Gurmeet Ram Rahim Singh Ji Insan, quien se hace llamar “Santo”, fue expuesto por el periodista Ram Chander Chhatrapati en octubre de 2002 (AP)
Gurmeet Ram Rahim Singh Ji Insan, quien se hace llamar “Santo”, fue expuesto por el periodista Ram Chander Chhatrapati en octubre de 2002 (AP)

Una primicia, una bala. Ram Chander Chhatrapati, de 53 años, escribió la historia en su diario Poora Sach (La Verdad Completa) de Sirsa, al norte de India, aún sabiendo que lo redactado podría costarle la vida. Finalmente, ambas cosas ocurrieron: publicó el artículo y fue asesinado.

El relato era estremecedor y apuntaba contra uno de los máximos líderes espirituales del país: Gurmeet Ram Rahim Singh Ji Insan. El hombre, considerado santo y sagrado, dirigía una de las más poderosas sectas religiosas de la India, la Dera Sacha Sauda, pero Chhatrapati lo desnudó: el gurú abusaba sexualmente de sus seguidores.

El temor por la publicación no era solo de su familia. Sus colegas también lo alertaban en el diario. Pero él, quien abandonó la abogacía para dedicarse a contar la verdad por escrito, no hizo caso y siguió adelante con su historia.

– Señor, no publique un reporte tan peligroso, alguien le disparará algún día.

– Un verdadero periodista acepta la bala.

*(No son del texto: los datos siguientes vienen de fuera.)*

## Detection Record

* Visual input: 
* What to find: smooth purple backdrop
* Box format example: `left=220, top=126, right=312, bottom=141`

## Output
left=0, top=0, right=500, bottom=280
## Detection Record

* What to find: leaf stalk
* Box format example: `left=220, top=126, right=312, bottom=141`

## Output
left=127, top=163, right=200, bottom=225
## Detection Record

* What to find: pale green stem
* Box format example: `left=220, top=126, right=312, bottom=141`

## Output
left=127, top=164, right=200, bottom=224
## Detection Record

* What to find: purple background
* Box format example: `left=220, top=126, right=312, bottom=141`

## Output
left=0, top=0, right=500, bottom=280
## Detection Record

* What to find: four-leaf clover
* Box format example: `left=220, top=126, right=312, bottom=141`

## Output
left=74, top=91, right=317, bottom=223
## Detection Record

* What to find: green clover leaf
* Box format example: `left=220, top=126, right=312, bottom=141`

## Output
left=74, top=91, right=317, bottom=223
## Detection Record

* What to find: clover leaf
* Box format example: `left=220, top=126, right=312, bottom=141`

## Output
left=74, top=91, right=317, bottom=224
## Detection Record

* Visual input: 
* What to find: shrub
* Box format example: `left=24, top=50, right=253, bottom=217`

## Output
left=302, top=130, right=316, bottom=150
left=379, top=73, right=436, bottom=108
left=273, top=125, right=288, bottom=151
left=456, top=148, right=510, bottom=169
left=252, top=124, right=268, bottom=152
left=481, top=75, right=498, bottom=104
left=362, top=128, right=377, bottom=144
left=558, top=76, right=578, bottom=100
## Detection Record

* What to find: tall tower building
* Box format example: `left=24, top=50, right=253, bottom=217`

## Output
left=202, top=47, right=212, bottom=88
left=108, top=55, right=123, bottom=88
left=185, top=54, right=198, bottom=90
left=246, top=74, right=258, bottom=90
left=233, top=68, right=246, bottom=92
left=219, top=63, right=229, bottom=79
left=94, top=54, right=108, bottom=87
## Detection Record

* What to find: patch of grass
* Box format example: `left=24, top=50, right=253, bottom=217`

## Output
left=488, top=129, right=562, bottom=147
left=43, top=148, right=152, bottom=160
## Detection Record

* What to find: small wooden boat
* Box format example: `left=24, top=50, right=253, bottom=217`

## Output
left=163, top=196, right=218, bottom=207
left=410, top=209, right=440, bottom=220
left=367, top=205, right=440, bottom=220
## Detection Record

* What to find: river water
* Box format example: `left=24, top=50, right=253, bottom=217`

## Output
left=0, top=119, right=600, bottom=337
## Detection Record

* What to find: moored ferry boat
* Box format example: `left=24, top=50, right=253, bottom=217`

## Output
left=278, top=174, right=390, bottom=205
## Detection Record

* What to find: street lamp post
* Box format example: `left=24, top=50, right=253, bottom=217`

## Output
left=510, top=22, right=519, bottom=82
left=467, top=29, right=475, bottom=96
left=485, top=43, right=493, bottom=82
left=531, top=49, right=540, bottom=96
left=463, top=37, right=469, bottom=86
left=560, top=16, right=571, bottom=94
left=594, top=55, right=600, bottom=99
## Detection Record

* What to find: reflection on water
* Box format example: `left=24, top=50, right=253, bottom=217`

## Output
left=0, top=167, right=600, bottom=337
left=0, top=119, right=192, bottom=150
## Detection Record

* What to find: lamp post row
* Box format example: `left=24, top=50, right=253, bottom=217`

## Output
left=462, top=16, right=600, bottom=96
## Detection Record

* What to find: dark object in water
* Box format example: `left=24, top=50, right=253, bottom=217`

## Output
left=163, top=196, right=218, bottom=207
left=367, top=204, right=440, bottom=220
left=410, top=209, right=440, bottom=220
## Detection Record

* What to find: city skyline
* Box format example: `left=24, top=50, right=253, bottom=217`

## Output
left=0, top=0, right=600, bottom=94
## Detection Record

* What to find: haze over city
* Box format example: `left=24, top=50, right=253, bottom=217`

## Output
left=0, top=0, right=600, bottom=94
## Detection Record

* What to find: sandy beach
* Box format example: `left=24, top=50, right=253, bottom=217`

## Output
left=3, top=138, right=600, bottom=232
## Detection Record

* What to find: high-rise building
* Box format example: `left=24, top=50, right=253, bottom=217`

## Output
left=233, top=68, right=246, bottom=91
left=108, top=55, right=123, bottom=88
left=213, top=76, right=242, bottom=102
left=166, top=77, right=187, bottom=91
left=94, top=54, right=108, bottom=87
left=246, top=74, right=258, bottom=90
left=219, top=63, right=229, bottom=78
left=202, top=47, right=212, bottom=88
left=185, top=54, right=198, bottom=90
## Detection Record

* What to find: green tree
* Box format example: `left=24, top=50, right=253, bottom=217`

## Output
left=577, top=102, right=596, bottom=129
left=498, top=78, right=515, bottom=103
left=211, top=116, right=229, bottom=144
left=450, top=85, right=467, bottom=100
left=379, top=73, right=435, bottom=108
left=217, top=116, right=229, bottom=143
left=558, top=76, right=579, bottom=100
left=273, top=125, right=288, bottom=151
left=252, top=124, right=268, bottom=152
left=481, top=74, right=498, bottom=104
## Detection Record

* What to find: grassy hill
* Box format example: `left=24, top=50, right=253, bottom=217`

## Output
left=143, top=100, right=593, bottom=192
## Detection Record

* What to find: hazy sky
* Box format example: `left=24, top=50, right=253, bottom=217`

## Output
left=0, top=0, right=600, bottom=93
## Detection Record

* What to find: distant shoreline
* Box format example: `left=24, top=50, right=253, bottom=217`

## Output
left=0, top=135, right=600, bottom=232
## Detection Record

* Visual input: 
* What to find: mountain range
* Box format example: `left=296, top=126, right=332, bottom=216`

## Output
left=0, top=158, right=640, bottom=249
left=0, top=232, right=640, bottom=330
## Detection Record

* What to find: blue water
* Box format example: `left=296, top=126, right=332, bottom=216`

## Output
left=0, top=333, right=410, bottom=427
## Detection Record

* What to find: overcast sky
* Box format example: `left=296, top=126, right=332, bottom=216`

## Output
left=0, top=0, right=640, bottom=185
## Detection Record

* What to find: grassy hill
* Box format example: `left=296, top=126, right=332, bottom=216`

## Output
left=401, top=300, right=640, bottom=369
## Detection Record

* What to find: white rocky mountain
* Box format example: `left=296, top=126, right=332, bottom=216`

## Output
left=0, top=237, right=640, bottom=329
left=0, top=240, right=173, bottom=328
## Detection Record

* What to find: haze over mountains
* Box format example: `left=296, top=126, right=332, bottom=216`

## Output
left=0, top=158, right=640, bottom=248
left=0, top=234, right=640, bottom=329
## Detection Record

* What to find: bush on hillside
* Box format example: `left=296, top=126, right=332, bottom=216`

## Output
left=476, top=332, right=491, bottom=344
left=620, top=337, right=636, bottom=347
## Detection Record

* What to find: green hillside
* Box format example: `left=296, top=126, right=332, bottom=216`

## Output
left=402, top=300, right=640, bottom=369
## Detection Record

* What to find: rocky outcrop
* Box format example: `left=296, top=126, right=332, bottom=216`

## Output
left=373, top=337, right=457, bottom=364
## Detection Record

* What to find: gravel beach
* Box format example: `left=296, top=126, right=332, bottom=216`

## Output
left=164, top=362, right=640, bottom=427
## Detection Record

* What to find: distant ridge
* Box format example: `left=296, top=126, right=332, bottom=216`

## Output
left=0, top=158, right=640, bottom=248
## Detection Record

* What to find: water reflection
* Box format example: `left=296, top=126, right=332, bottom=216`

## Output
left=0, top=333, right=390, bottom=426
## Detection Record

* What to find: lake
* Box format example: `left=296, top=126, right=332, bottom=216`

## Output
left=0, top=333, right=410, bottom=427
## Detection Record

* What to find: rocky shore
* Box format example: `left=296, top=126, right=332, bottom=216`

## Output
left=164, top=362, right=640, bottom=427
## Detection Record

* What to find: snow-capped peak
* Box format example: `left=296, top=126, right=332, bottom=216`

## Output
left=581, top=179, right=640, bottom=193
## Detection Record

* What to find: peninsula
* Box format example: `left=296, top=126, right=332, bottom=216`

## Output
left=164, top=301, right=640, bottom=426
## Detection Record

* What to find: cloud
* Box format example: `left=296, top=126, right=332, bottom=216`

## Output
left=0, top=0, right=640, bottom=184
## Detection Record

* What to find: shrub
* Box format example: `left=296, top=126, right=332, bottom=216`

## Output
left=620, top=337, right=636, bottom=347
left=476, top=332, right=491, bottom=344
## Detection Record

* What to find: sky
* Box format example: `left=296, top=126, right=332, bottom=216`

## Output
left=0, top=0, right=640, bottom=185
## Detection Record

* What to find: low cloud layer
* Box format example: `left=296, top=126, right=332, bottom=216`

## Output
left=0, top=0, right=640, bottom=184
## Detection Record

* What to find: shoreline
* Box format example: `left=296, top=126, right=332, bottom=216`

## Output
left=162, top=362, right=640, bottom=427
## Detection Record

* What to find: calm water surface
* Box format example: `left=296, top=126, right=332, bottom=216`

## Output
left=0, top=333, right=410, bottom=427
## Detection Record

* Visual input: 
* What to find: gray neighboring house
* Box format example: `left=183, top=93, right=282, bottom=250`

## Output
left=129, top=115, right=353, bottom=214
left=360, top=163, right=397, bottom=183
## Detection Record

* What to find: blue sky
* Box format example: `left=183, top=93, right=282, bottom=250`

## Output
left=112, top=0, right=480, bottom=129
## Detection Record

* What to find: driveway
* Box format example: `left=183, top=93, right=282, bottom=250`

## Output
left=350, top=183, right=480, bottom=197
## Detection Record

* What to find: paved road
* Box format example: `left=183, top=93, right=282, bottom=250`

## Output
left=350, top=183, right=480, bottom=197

Era octubre de 2002 y el diálogo entre Chhatrapati y otro reportero fue reproducido por el hijo del cronista asesinado, en una entrevista dada a la revista The Print. Cinco días después de aquella conversación, el 24 de ese mes, fue asesinado. Los responsables: miembros de la secta de Singh.

El periodista Ram Chander Chhatrapati estaba comprometido con la verdad. Le costó la vida
El periodista Ram Chander Chhatrapati estaba comprometido con la verdad. Le costó la vida

Chhatrapati tenía claro que en su diario se contaría la verdad sin importar consecuencias. "El periódico, que comenzó el 2 de febrero de 2002, representaba la verdad completa sin cortes ni manipulación, solo datos concretos. Algo que mi padre siempre quiso. En la primera edición, escribió un editorial en la primera página jurando que la verdad nunca se vería comprometida, sin importar cuáles sean las circunstancias", explicó su hijo Anshul.

La Dera Sacha Sauda no es una secta nueva. Fue fundada en 1948 para "alentar el despertar espiritual en las masas, elevar a la humanidad y crear un mundo mejor". Singh, el gurú violador y asesino nacido en 1967, llegó a lo más alto de la organización en 1990. De inmediato adoptó un look más similar al de un rockstar que al de un guía espiritual.

Se presentaba ante el mundo en su cuenta de Twitter como cantante, escritor, deportista, director musical, actor, artista… y "santo espiritual". Allí también pueden verse sus singulares fotografías, actos, curaciones y preferencias políticas, como también las multitudes que lo seguían y lo consideraban un ser sobrenatural. incluso se dedicaba a "vender" productos.

El de Chhatrapati hace casi 17 años fue el primero de una serie de golpes que Singh recibió. El último ocurrió en agosto de 2017, cuando una corte de la ciudad de Panchkula lo declaró culpable de haber violado a dos mujeres que pertenecían a su secta. La furia de sus seguidores se apoderó de las calles de la India. Como resultado de los disturbios, 28 personas murieron y 250 resultaron heridas, de acuerdo a The Washington Post. Ahora, casi dos décadas después, el gurú y otros tres sicarios –Kuldeep Singh, Nirmal Singh y Krishan Lal– fueron sentenciados de por vida por el crimen de Chhtrapati.

"Es un triunfo de la verdad. Me siento aliviado. La fiscalía había pedido la pena capital, pero estamos satisfechos con el castigo", dijo el hijo del periodista, Anshul Chhatrapati al diario Indian Express.